Des profils experts s'adaptant aux logiques métiers
Quels sont précisément ces besoins ? « Au delà du RSSI, fonction à laquelle s'intéressent maintenant les entreprises de taille moyenne, il est besoin de responsables de l'organisation de la sécurité au sein des métiers, des ingénieurs développeurs créatifs, des spécialistes de haut niveau », décrit Jean-Noël de Galzain. « Après avoir privilégié le double cursus technique ou organisationnel, on voit aujourd'hui un retour en grâce des profils techniques avancés, cyber-défense, lutte anti APT, analyste MSS sur incidents. Ceci ne doit pas masquer le besoin maintenant établi de développeurs, d'ingénieurs avant-vente, d'architectes sécurité, de consultants organisationnels. Ou encore d'auditeurs, futurs RSSI dont la tâche principale restera la compréhension des risques et l'orchestration de la réponse, avec en premier lieu la sensibilisation », détaille Loïc Guezo. Autant de postes qui, jusqu'à présent, étaient généralement ouverts aux jeunes ingénieurs issus de spécialisations réseaux et télécom, avec une coloration ou une composante sécurité, sans que l'offre couvre la demande. La demande de renfort la plus manifeste portant sur les profils experts : « pentester, intégrateur crypto, architectes ou plus largement des profils d’analyse de la menace et investigation numérique », selon David Majorel, cadre senior de la division Systèmes d’Information du cabinet Michael Page.

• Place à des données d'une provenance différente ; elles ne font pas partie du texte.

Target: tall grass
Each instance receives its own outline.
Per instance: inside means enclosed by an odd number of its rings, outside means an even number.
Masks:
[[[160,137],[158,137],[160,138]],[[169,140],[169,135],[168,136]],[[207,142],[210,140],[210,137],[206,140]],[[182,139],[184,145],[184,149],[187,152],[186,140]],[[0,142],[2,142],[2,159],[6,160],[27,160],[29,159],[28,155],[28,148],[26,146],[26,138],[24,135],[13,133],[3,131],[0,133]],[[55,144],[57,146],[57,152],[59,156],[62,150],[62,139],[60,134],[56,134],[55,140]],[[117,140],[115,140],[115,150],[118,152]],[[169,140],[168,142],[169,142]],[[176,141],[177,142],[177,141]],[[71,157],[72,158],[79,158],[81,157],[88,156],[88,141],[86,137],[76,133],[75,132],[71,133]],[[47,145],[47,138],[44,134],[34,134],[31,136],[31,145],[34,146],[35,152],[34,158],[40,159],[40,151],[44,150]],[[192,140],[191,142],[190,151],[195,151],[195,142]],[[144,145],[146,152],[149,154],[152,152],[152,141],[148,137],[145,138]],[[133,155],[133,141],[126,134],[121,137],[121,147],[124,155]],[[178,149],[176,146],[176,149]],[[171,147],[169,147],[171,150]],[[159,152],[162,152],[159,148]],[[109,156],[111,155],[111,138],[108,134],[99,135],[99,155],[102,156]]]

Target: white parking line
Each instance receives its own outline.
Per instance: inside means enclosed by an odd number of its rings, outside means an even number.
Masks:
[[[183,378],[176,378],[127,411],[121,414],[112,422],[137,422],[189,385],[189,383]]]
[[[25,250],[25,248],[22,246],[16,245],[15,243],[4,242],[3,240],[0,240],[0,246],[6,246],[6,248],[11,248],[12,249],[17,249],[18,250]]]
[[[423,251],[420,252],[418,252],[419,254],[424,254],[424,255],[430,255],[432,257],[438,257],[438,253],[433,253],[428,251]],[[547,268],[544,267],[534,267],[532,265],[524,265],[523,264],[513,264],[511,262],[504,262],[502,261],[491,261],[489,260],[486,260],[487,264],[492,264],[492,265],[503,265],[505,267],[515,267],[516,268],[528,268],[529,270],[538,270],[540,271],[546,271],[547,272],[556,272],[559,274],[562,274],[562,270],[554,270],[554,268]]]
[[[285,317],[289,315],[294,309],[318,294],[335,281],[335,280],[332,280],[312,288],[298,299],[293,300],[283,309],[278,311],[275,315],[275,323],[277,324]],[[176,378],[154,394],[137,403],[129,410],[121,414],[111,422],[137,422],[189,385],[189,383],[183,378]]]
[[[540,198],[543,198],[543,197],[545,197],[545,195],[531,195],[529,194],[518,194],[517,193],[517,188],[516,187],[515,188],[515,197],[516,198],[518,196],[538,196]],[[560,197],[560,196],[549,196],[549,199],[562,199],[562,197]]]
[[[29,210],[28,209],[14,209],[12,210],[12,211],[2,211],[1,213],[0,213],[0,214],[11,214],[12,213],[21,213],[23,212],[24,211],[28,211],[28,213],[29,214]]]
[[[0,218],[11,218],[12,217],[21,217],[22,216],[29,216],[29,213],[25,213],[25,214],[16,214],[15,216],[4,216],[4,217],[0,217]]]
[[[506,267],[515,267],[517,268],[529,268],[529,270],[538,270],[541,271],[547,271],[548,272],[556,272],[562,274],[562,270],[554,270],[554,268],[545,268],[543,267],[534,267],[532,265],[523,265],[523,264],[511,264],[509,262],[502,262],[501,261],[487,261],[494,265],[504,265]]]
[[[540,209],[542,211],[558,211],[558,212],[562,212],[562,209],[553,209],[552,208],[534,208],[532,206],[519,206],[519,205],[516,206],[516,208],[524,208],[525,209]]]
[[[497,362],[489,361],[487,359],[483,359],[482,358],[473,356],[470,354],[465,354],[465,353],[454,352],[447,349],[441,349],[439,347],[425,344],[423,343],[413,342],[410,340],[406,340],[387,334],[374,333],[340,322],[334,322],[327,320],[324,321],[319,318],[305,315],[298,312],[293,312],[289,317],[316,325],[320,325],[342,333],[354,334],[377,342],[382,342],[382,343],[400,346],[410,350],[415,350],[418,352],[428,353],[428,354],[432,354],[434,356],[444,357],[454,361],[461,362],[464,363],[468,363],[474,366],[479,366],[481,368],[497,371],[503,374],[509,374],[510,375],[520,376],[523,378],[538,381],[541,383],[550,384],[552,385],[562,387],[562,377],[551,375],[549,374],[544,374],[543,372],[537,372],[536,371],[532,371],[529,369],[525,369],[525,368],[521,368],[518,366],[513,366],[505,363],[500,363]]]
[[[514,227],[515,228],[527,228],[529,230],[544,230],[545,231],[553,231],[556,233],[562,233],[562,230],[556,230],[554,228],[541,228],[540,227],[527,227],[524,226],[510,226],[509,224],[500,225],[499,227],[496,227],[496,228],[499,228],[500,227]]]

Une part non négligeable de ces postes émane des sociétés spécialisées, non seulement prestataires de services mais aussi fournisseurs de technologies. Telles celles ralliées au club Hexatrust (effectif de 20 à 200 personnes « dont 30% travaillant à l'export », précise Jean-Noël de Galzain). Leurs embauches ? « Des ingénieurs de développement, des ingénieurs de test qualité, des profils marketing et technico-commercial capables de mettre des systèmes complexes à la portée du client en s'adaptant à la logique métier de celui-ci de même que les ingénieurs et techniciens support qui interviennent chez le client sur la base d'une bonne connaissance des systèmes, des réseaux et même des applications », précise le dirigeant. Pour Wallix, effectif actuel de 45 personnes, dix embauches sont prévues pour 2014. Sans compter l'accueil de stagiaires, étudiants en fin de cursus. Les sources de candidats de référence pour ces sociétés ? « Avec une certaine forme de cynisme, je dirais, aujourd'hui – "forcément chez la concurrence" – dans la mesure où le marché de la sécurité reste un cercle où trop peu d'acteurs évoluent. Les nouvelles formations apporteront dans quelques années les candidats qui manquent aujourd'hui », conclut Loïc Guezo. L'espoir fait vivre.